I am unsure about some details on what you exposed. For any two points have the same density in the diagram above, they have to be located in the same vertical line. The right hand side of the dome line correspond to the volume of pure gas in hypotetical equilibrium with the liquid (both have the same chemical potential). Notice that the total amount of matter is fixed. Left side of the curve correspond to liquid volume. Below critic temperature, liquid is denser than vapour. As temperarure increase they densities get closer up the critic point that they turn to be the same.

Answer 4

Bear with me on this one.

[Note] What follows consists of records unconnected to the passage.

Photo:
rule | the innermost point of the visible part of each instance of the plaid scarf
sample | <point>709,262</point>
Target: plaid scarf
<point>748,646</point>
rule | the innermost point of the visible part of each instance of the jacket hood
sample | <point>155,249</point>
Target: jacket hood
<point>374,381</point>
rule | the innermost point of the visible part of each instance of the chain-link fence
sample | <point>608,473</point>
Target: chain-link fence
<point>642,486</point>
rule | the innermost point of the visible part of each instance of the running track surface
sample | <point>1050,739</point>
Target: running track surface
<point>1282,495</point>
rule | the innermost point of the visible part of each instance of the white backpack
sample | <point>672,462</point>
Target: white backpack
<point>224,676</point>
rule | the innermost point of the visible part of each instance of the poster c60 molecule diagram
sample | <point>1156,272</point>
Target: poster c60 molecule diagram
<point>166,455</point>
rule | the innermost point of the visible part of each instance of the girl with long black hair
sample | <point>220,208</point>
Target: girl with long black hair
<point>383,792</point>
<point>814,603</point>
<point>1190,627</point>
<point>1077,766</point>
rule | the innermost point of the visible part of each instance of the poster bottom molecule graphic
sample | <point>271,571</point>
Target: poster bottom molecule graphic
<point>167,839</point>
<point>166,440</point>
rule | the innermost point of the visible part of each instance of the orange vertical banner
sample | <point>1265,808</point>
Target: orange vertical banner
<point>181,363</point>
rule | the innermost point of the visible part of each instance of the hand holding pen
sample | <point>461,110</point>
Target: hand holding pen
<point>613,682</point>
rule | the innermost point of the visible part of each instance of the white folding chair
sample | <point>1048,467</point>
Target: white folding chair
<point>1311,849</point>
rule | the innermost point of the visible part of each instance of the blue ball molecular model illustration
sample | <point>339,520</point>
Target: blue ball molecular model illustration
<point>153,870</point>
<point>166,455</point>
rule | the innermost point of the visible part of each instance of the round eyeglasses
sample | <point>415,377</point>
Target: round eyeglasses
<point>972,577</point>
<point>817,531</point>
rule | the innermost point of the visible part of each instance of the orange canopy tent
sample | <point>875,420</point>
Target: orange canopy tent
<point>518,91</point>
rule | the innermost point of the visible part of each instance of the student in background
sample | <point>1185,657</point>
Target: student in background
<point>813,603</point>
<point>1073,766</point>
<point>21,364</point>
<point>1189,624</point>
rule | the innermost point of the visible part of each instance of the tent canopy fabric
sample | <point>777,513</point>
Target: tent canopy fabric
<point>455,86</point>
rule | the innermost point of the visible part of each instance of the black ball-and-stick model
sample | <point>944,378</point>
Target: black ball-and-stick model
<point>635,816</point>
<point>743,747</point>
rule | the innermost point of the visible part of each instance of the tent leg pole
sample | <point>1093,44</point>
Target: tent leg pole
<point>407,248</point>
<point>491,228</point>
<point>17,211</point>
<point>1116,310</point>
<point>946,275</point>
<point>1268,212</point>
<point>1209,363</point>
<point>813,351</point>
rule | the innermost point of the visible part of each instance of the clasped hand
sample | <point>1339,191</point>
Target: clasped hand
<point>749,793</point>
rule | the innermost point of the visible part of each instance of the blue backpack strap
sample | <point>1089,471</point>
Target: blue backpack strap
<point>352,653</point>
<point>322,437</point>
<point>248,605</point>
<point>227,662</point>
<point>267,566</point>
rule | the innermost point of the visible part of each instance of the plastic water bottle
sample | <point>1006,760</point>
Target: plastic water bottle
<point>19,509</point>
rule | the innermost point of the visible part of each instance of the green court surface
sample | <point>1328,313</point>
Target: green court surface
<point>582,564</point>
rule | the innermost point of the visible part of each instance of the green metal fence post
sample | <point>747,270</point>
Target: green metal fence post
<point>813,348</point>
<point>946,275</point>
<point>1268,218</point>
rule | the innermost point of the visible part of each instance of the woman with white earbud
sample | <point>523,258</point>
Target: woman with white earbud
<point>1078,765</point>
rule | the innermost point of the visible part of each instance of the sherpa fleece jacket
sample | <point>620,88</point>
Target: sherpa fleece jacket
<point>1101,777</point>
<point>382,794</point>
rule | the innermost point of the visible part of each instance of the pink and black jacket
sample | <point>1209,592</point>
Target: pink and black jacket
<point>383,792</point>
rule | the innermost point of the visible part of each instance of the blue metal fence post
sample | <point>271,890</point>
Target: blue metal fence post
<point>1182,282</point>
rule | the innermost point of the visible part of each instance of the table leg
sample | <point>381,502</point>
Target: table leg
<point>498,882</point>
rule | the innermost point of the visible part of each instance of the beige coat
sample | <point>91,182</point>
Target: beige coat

We chose a point in the shaded region and just vertically below the point B. Now keeping the volume constant we start heating. As random motion of particles rises, we get an increase in pressure. Pressure keeps increasing until it reaches the point B. Here the liquid is in equilibrium with gas. The distinction between liquid and gas phase is there. But if we keep heating further the equilibrium mixture turned completely into gas and on further heating pressure will reach upto a point on the dark blue isotherm. All points on an isotherm i.e. the dark blue line are on the same temperature, hence our fluid reached the critical temperature. Distinction is lost when we get above that dark blue line. The shaded region is not an isotherm. It represents the region where gas and liquid are in equilibrium and the boundaries of the shaded region represent the point where our substance just started phase change and got into equilibrium. Phases are distinct. Isotherms are the lines on the graph and the critical isotherm ( dark blue line, damn it how many times do I have to say that) is the deciding factor. Above it our substance behave as a supercritical fluid ( has the properties of both liquid i.e. solubility and gases i.e. mobility).

Answer 5

The "shaded region" is an unstable state and represents a region where vapor an liquid are in equilibrium.

Your question refers to points "in the shaded region". This region does not represent a stable state; in that region $\left(\frac{\partial P}{\partial V}\right)_T$ is positive; this violates principles of thermodynamic stability. Points in the shaded region will result in phase separation into two phases, marked "B" and "C" in the text. Since density is reciprocal volume (as long as n the number of molecules total is constant), your book is correct, at least as far as I can see.

In other words, points on the line "BC" will represent a two-phase system, with variable proportions of the two phases, but with phase densities given by point "C" for the liquid and "B" for the vapor phase.

The Point "Z"

Other answers mention a new point "Z". This is also in the shaded region. Therefore it represents a region where phase separation into liquid and vapor occur.

The impossibility of liquid and vapor densities being equal...

The liquid density is given by the x-coordinate of "C"-like points, i.e. points on the left side of the edge of the shaded region.

The vapor density is given by the x-coordinate of "B"-like points, i.e. points on the right side of the edge of the shaded region.

Since the right side of the shaded region always has a higher x-coordinate (in this case, x represents volume), the vapor density will always be greater than the liquid density.

As temperature rises, the difference in densities of vapor and liquid gets smaller and smaller, as we ascend the right side (vapor phase) and left side (liquid phase) of the shaded region.

...except at the critical point

When we reach the critical point, the difference between liquid and vapor density disappears. Because the shaded region is convex, there is no possibility of this occurring anywhere else.